Stores settings for reading and writing CSV files.

This class describes the format of a CSV file and is used by the CSV parser to control the interpretation of the CSV data. The default settings are for the Microsoft Excel CSV format.

Predefined settings for various uses are available from the CsvManager class. For example, CsvManager.makeUnixSpec() returns a CsvSpec object that understands UNIX style backslash escapes (\n for newline and so on).

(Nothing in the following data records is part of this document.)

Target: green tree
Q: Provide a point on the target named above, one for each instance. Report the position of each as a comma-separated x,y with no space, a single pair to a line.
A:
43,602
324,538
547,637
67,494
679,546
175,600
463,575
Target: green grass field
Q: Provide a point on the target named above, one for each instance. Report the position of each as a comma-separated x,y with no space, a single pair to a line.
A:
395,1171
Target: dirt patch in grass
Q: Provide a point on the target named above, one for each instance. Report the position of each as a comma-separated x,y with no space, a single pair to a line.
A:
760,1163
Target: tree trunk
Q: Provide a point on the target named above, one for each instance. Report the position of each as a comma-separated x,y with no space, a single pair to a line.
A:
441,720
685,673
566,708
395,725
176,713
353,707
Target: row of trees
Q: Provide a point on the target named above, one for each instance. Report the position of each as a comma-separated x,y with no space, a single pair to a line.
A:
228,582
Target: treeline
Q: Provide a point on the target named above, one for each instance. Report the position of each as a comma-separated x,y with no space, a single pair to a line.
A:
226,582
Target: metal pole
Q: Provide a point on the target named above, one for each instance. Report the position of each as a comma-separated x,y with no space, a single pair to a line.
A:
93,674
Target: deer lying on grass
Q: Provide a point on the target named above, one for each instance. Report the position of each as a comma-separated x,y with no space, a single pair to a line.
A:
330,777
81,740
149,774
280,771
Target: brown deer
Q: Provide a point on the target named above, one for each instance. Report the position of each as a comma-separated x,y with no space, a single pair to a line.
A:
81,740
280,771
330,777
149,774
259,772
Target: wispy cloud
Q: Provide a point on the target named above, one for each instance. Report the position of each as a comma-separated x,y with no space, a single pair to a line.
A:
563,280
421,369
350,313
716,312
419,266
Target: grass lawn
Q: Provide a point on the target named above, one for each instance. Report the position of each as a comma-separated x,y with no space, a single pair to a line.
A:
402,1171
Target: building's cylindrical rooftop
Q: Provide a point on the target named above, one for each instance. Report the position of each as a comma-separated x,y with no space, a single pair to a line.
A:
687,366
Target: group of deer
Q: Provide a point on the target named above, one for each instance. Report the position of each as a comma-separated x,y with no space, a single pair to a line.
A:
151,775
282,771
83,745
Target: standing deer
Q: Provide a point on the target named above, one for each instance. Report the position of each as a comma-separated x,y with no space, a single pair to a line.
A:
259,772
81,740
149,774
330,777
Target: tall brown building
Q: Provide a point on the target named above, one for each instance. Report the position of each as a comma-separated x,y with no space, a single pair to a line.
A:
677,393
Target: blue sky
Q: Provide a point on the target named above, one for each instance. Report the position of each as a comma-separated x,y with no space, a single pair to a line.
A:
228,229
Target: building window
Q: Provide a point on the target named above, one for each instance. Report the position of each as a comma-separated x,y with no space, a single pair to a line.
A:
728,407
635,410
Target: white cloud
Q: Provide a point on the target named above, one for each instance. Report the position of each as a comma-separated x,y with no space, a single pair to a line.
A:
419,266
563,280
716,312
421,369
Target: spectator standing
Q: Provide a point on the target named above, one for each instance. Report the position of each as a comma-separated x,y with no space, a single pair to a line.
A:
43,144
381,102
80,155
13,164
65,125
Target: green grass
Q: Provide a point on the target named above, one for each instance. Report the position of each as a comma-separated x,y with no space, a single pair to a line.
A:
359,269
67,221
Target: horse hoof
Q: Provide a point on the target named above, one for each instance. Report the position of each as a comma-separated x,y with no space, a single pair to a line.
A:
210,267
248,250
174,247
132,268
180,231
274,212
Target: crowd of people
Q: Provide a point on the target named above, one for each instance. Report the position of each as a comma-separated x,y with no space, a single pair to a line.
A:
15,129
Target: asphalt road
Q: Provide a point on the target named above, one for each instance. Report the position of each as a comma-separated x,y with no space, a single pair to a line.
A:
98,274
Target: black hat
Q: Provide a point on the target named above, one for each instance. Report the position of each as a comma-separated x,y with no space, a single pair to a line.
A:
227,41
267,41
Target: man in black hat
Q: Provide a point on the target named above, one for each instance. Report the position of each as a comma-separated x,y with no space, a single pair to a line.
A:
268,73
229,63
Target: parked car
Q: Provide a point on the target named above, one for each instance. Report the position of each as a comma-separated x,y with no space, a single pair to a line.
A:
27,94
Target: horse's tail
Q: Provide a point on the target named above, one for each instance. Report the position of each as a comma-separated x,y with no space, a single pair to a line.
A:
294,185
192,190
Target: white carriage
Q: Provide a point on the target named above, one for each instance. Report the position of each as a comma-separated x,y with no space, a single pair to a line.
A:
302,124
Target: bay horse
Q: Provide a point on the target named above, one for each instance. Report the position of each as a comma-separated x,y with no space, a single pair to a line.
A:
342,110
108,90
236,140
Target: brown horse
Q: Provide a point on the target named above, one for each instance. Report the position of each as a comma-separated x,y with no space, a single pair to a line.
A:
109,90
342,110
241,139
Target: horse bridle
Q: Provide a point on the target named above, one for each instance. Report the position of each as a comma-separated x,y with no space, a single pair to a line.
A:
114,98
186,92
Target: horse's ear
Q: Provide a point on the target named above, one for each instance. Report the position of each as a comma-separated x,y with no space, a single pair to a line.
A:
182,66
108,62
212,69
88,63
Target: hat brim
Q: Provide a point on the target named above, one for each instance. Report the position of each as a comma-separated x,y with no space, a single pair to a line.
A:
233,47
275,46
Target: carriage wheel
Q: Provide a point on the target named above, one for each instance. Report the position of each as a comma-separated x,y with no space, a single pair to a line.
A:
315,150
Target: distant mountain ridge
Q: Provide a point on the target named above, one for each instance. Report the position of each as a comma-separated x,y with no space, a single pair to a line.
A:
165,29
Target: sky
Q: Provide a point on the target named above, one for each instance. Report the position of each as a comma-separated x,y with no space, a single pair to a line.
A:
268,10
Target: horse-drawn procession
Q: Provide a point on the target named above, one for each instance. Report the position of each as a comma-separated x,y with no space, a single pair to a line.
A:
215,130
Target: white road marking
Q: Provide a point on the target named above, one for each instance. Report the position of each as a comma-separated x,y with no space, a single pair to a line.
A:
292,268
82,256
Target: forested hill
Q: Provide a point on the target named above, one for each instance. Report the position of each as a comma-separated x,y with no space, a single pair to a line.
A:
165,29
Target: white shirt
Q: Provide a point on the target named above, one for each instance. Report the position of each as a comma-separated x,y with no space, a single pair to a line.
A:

To use a predefined CsvSpec or to specify your own, use the CsvManager.setCsvSpec(com.ricebridge.csvman.CsvSpec) method.

CsvSpec objects allow you to control the interpretation of your CSV file in a number of ways:

When outputting CSV data, the following options are also provided:

This class is designed to use sensible defaults where necessary. This means that setting an option may alter other options so that the settings remain consistent. The most common use-cases are used as the basis for deciding which settings have precedence. The method documentation for each setting explains any side effects.

Convenience methods are available in the CsvManager class so that it is not always necessary to use the CsvSpec class. Each CsvManager instance contains a CsvSpec object with the default Excel settings.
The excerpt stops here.